Not defending the douchebags there but the winnings from such a lawsuit (if they win)would go far to support education.They probably have a lot of lawyers on the faculty and law students to support these efforts at reasonably cost and potentially as part of a law school education.

I'd like to know how much the federal and state governments are supporting the school and how the royalties from patents might go back to the tax payer.

rob53 3312 comments · 13 Years

I agree with the verdict but people need to understand that colleges and universities are doing a tremendous amount of research and a lot of that research ends up going to the private sector with no renumeration to the university. It's the same thing with US government research into drugs and medicines. Taxpayers fund this work yet pharmaceutical companies are allowed to patent the work so we, the taxpayer end up paying twice. This has nothing to do with a liberal or conservative university, it all has to do with a broken patent system. The problem with the WARF patents is that they patented processes instead of tangible "things" and some of those processes are "plain and ordinary" as the US Court of Appeals stated.

It's like someone trying to get a trademark for "Taco Tuesday" when it's used all over the country.

tzeshan 2350 comments · 14 Years

rob53 said:
I agree with the verdict but people need to understand that colleges and universities are doing a tremendous amount of research and a lot of that research ends up going to the private sector with no renumeration to the university. It's the same thing with US government research into drugs and medicines. Taxpayers fund this work yet pharmaceutical companies are allowed to patent the work so we, the taxpayer end up paying twice. This has nothing to do with a liberal or conservative university, it all has to do with a broken patent system.
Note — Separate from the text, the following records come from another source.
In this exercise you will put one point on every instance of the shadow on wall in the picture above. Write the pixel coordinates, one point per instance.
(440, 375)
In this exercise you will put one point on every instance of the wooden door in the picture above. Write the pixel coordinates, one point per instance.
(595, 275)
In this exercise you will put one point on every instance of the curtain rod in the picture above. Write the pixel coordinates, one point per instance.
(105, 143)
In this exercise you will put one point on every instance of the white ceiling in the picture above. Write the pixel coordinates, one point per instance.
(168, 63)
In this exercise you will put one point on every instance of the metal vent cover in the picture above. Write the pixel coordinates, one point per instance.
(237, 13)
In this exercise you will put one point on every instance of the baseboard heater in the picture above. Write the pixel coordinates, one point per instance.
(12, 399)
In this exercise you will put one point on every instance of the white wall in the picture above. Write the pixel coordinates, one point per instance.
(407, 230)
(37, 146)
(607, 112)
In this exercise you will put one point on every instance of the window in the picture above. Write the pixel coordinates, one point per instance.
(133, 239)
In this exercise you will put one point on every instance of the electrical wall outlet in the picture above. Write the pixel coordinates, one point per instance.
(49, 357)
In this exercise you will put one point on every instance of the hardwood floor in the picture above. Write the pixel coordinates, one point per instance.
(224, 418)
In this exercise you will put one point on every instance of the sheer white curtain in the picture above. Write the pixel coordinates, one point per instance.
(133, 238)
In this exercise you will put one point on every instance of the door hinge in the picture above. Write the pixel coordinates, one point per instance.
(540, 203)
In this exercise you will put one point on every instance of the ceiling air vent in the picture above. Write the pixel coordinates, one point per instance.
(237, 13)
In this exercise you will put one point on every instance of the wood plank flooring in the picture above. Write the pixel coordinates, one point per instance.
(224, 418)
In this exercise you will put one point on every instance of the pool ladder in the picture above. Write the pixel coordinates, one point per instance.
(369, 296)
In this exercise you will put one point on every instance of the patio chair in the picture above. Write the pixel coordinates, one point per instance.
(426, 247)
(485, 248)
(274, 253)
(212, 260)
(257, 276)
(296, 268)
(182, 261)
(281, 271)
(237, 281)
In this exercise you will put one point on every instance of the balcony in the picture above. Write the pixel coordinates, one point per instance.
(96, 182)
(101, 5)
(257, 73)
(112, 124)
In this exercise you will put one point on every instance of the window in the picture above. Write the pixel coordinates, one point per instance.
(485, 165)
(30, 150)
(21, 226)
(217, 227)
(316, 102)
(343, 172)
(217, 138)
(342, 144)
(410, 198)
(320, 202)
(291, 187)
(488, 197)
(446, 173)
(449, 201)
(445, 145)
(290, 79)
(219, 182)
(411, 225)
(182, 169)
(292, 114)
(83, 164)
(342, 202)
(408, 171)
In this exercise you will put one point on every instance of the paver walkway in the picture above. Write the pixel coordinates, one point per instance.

The problem with the WARF patents is that they patented processes instead of tangible "things" and some of those processes are "plain and ordinary" as the US Court of Appeals stated.

It's like someone trying to get a trademark for "Taco Tuesday" when it's used all over the country.

This is not how universities got funded. A lot of universities got donations from successful alumni and private companies. They do this because they think the universities deserve it. This is after careful thinking of the donors. This is a very effective way of judging the quality of a university than through plan taxes. 

OutdoorAppDeveloper 1292 comments · 15 Years

Universities should not be allowed to file patents. It goes against the basic purpose of institutes of learning: The open sharing of knowledge.